Her belly grew from that night, and after the heavy months passed she went into labor again. Her mother-in-law, who was called in because she was a midwife, and because her husband suspected the first had been mishandled, came into the birth late, and by the time she arrived there was no baby, but skinned parts of lean legs, a purple liver and lungs, and curved ears with long veins.

Her husband fed the pieces to the cat and took her to bed again.

The next birth had him pacing outside her door. When his mother came out with the offering, it was of three long legs with tufts of black fur around its ankles, a long vertebrae with no extensions for arms or legs, and guts winding around the lump.

His wife told them she was dreaming of their cat, which had run away not too long ago, and she thought of it, then, when she was pushing.

Over the next few days, when her husband went to lie with her again, she said she was too ill, and when they woke up there were black eyes and brains between her legs.

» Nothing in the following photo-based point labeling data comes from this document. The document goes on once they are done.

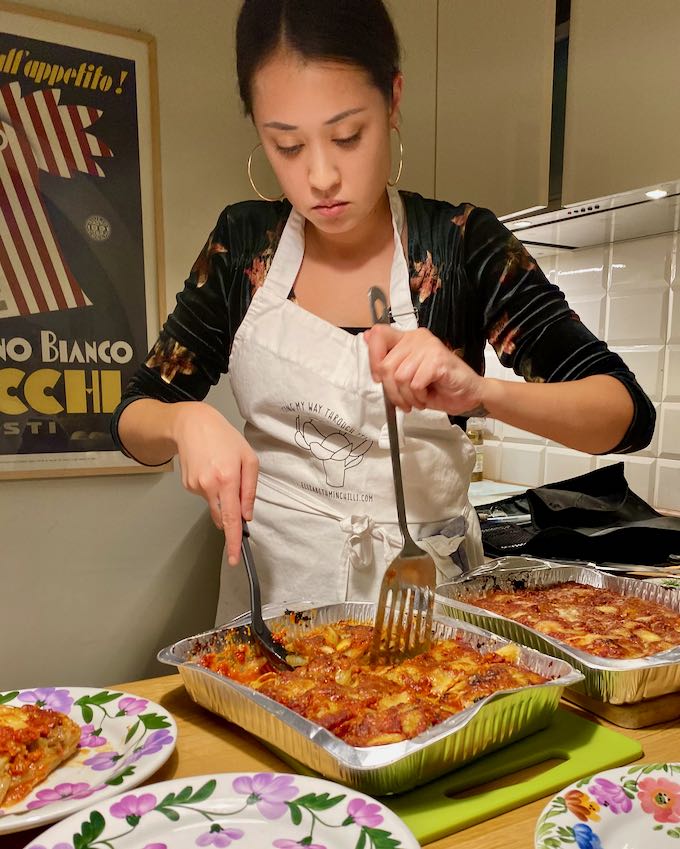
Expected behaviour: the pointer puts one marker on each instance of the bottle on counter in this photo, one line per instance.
(475, 433)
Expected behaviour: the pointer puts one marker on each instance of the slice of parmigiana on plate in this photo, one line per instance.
(33, 742)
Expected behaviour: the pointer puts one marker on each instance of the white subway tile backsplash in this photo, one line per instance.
(642, 262)
(514, 434)
(647, 364)
(674, 316)
(523, 464)
(638, 317)
(669, 431)
(563, 463)
(667, 491)
(591, 312)
(582, 272)
(671, 390)
(492, 459)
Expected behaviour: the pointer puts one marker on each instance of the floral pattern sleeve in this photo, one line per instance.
(192, 350)
(530, 325)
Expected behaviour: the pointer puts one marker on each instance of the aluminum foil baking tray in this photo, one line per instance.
(617, 682)
(377, 770)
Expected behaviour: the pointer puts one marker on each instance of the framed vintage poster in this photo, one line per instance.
(81, 282)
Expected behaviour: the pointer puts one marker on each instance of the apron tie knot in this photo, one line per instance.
(358, 548)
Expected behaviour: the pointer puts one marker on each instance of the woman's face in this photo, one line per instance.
(325, 128)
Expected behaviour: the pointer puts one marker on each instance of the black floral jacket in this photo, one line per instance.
(471, 281)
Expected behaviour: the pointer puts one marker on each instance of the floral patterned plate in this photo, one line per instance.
(124, 739)
(245, 811)
(631, 807)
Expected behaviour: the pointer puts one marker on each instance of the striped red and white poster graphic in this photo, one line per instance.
(38, 135)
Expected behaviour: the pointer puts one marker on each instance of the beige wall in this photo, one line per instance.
(98, 573)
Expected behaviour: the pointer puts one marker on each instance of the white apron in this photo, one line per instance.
(325, 518)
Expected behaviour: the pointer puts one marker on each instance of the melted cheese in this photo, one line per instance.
(33, 742)
(372, 705)
(599, 621)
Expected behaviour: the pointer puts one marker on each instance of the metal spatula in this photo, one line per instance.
(275, 652)
(407, 589)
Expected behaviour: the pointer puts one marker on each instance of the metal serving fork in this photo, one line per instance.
(407, 589)
(275, 652)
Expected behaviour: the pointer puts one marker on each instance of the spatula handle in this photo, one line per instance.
(380, 315)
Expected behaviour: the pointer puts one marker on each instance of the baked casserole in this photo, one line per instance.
(596, 620)
(333, 684)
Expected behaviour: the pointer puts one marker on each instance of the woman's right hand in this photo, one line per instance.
(218, 463)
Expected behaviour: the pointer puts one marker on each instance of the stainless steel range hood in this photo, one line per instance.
(616, 218)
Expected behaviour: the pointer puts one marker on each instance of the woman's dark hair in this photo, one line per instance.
(357, 32)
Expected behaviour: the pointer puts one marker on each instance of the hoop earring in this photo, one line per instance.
(250, 176)
(401, 159)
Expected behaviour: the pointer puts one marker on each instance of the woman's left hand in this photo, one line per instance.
(418, 370)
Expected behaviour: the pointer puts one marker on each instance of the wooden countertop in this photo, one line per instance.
(208, 744)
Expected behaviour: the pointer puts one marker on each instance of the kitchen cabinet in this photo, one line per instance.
(622, 115)
(494, 102)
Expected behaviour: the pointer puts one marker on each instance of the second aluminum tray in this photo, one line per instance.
(614, 681)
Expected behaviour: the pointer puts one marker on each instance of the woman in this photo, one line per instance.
(278, 298)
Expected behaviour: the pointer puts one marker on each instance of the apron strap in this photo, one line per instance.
(288, 256)
(401, 306)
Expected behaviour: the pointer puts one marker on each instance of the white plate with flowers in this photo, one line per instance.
(631, 807)
(124, 740)
(254, 810)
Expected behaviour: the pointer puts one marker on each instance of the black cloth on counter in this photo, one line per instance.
(594, 517)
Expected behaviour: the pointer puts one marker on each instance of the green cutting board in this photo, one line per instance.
(582, 748)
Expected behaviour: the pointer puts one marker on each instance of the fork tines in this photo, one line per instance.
(403, 622)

At a loss, her husband called in the doctors, who did not believe in such miracles, and they examined the newest parts and said they were too carefully butchered—knife scratches on the bones—and told him to lie with her again. Then, they tied her legs together and tied the rest of her to the bed, only allowing her to sip spoons of vegetable soup. They shuttered the windows, so that she might not see any animals, though she still heard the birds outside, twittering their songs, and at night, the scream of the rabbits as they were butchered for the doctor’s meals.

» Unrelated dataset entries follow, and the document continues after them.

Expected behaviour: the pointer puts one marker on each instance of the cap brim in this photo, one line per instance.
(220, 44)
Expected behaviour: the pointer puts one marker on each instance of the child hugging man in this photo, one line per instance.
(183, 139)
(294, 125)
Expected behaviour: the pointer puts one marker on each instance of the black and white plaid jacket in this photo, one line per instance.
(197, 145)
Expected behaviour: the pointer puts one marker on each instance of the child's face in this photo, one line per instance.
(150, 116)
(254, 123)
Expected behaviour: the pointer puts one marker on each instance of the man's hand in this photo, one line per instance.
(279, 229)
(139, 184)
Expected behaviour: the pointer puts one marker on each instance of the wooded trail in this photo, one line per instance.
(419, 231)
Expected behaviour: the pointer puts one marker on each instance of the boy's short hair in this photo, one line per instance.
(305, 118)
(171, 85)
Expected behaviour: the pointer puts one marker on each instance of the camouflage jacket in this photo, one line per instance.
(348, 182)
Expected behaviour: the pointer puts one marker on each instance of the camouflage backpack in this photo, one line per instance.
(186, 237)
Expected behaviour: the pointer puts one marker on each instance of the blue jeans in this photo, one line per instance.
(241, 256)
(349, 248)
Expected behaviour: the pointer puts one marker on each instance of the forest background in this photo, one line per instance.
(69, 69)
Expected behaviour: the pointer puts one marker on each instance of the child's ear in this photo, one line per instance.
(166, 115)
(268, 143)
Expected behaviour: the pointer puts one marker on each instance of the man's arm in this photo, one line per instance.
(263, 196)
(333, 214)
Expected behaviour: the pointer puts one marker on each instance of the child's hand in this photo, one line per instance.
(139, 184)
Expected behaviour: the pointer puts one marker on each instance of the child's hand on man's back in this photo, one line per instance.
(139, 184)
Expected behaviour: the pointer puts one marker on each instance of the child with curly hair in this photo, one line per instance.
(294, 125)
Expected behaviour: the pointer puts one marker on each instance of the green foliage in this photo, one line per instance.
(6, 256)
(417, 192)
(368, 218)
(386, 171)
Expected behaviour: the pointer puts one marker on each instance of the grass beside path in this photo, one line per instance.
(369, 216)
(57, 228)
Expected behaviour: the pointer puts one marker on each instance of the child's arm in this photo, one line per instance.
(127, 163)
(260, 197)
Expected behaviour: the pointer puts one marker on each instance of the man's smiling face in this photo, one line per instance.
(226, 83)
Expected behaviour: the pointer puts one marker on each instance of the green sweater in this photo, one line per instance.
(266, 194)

After the months passed, they untied her and pushed on her belly. A skinned young rabbit with broken teeth flushed out under her dress, as well as so much blood. The cord was still attached to it, and when they pulled on it, it came out from under her as if it had been connected to nothing.

Madness, they told one another. It is pure madness.

They bet their degrees on a hoax and informed the husband that he should lie with her one more time. This time, they allowed her to move, but they watched her carefully in shifts so that she was never alone, and kept her diet strictly to cabbage and oil. Against propriety and her wishes, they sat in the corner of the room as she birthed, smoking cigars and rubbing their foreheads.

The rabbit came out alive, twitching and squealing.

“My child,” she said to it, and asked it to be placed in her arms.

The mother-in-law made to do so, but the doctors snatched it from her arms and threw it against the wall. Then they fell on her as one, tearing the clothes from her body as the women screamed at them to stop. When the mother was naked and sobbing, they backed away from her. The mother-in-law stepped forward and dared put her hands in the space between her legs to feel the soft, gray fur covering her from thigh to belly.